We've chosen our weather window and hope it's a good one! At 15.00 yesterday we said our farewell to Cape Town and started our journey north, the first passage being to the island of St Helena - 1,700 miles to the north west. It was a beautiful day as we looked back on Table Mountain - not a cloud in the sky. Alas there was also no wind, so the passage started with 5 hours of motoring in a calm sea with a gentle south westerly swell. The calm sea did make it good for watching wildlife as we crossed Table Bay and the wildlife did put on a good show. Lots of fur seals popped up, sticking their heads way out of the water to see what was going on, and quite a few just lay on their backs with their flippers in the air. No, they weren't dead. Don't know why they do that unless the water is so cold (which it is) that they want to warm their hands and feet up in the sun! Quite a few African Penguins came to the surface within a few feet of us and a pod of Dusky dolphins came to play round the boat. A whale blew a few times in the distance and we motored through several flocks of sea birds resting on the surface. So all in all not a bad show.

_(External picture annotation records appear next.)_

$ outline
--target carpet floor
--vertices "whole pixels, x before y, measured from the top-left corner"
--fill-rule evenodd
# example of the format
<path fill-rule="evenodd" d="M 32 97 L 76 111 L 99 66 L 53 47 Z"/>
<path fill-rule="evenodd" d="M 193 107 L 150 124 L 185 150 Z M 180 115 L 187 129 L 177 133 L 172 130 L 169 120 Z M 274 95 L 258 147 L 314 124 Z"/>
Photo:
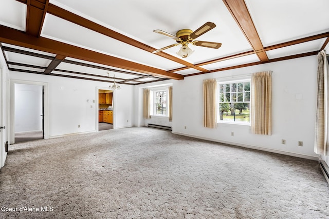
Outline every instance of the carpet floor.
<path fill-rule="evenodd" d="M 329 218 L 315 161 L 147 127 L 9 149 L 1 218 Z"/>

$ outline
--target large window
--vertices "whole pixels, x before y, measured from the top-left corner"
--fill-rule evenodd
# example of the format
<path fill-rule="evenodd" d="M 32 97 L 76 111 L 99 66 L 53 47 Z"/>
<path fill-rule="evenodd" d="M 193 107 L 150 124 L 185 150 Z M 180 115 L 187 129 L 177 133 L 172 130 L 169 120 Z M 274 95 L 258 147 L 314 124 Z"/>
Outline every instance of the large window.
<path fill-rule="evenodd" d="M 218 83 L 218 122 L 250 124 L 250 80 Z"/>
<path fill-rule="evenodd" d="M 167 89 L 155 90 L 151 92 L 151 115 L 167 116 L 168 115 Z"/>

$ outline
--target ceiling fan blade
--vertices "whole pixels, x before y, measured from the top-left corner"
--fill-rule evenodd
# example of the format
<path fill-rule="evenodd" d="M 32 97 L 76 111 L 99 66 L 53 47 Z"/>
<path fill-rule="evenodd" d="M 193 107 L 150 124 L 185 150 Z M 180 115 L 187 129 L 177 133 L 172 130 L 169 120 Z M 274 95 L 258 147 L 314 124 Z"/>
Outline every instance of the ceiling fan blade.
<path fill-rule="evenodd" d="M 179 44 L 175 44 L 171 45 L 170 46 L 166 46 L 166 47 L 161 48 L 161 49 L 159 49 L 157 50 L 155 50 L 152 52 L 152 53 L 156 53 L 157 52 L 161 52 L 162 50 L 164 50 L 165 49 L 169 49 L 170 48 L 179 45 Z"/>
<path fill-rule="evenodd" d="M 192 39 L 195 39 L 203 34 L 207 33 L 209 30 L 216 27 L 216 25 L 212 22 L 207 22 L 204 25 L 202 25 L 197 30 L 190 34 L 190 37 Z"/>
<path fill-rule="evenodd" d="M 160 34 L 164 35 L 166 36 L 168 36 L 168 37 L 170 37 L 172 39 L 174 39 L 175 40 L 179 39 L 180 40 L 180 38 L 177 37 L 174 35 L 172 34 L 171 33 L 167 33 L 167 32 L 164 32 L 163 30 L 154 30 L 153 32 L 155 33 L 160 33 Z"/>
<path fill-rule="evenodd" d="M 194 41 L 192 43 L 195 46 L 212 48 L 213 49 L 218 49 L 222 46 L 221 43 L 208 42 L 207 41 Z"/>

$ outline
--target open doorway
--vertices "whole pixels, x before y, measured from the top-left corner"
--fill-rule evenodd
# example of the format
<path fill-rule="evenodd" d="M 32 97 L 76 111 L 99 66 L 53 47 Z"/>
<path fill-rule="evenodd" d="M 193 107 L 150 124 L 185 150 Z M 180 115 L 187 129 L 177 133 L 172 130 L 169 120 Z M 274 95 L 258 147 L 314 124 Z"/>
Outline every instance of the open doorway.
<path fill-rule="evenodd" d="M 15 143 L 44 138 L 44 86 L 14 84 Z"/>
<path fill-rule="evenodd" d="M 113 91 L 98 90 L 98 131 L 113 128 Z"/>

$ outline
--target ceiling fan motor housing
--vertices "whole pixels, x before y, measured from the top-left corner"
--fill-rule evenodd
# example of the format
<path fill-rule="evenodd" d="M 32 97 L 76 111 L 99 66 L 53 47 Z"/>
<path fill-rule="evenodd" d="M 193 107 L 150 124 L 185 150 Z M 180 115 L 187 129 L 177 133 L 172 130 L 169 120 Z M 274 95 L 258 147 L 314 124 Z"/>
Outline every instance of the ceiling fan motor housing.
<path fill-rule="evenodd" d="M 176 36 L 180 38 L 183 41 L 191 42 L 193 39 L 189 38 L 189 36 L 190 36 L 190 34 L 193 33 L 193 32 L 192 30 L 190 30 L 189 29 L 183 29 L 182 30 L 178 30 L 177 33 L 176 33 Z M 177 41 L 177 42 L 179 43 L 180 42 L 179 41 Z"/>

The wind then came up as darkness fell and we sailed under our big outer genoa until it was in the low twenties and switched to the working genoa. The wind reached the high twenties for a while and the sea rose to 3 to 4 metres with the occasional breaking wave roaring across behind us. Starting later in the day we decided to sail under-canvassed during the night, just to get back into the swing of things. The one advantage of leaving later in the month than we had hoped is that we've missed the new moon and now almost have a full moon. And with no clouds it was a beautiful night sailing under the light of the moon. But no clouds meant nothing to keep the warmth of the day in. The temperature plummeted and it was mighty cold, despite having 5 layers of clothes on including thermals! We encountered several ships during the night and called up a couple that were going to pass very close to check they had seen us and were going to maintain their course. Both responded positively, saying they would keep clear, which was good. Although as a sailing ship we have the right of way, we do our best to keep out of their way if we can. Today has been another beautiful day with not a cloud in the sky. The wind has dropped down to around 10-12kts and we're making around 5.5kts under both headsails (the outer genoa being poled out to windward). The good news is that the sea has gone down and we're not rolling as badly as last night. Having the second genoa up also helps balance the boat and reduce rolling. Although it's sunny, it's still not very warm and we're looking forward to the temperatures going up as we head north (that still doesn't sound quite right). We're in the Benguela current which is a cold water current bringing cold water up from the south, so that doesn't help the temperature. It runs up the West coast of Africa and does help the speed a little. It's not fast like the Agulhas current on the East coast, but gives perhaps 0.5 to 1kt and every little helps! The position in the Subject heading is our noon position today and we covered 110 miles since 15.00 yesterday, so an okay start.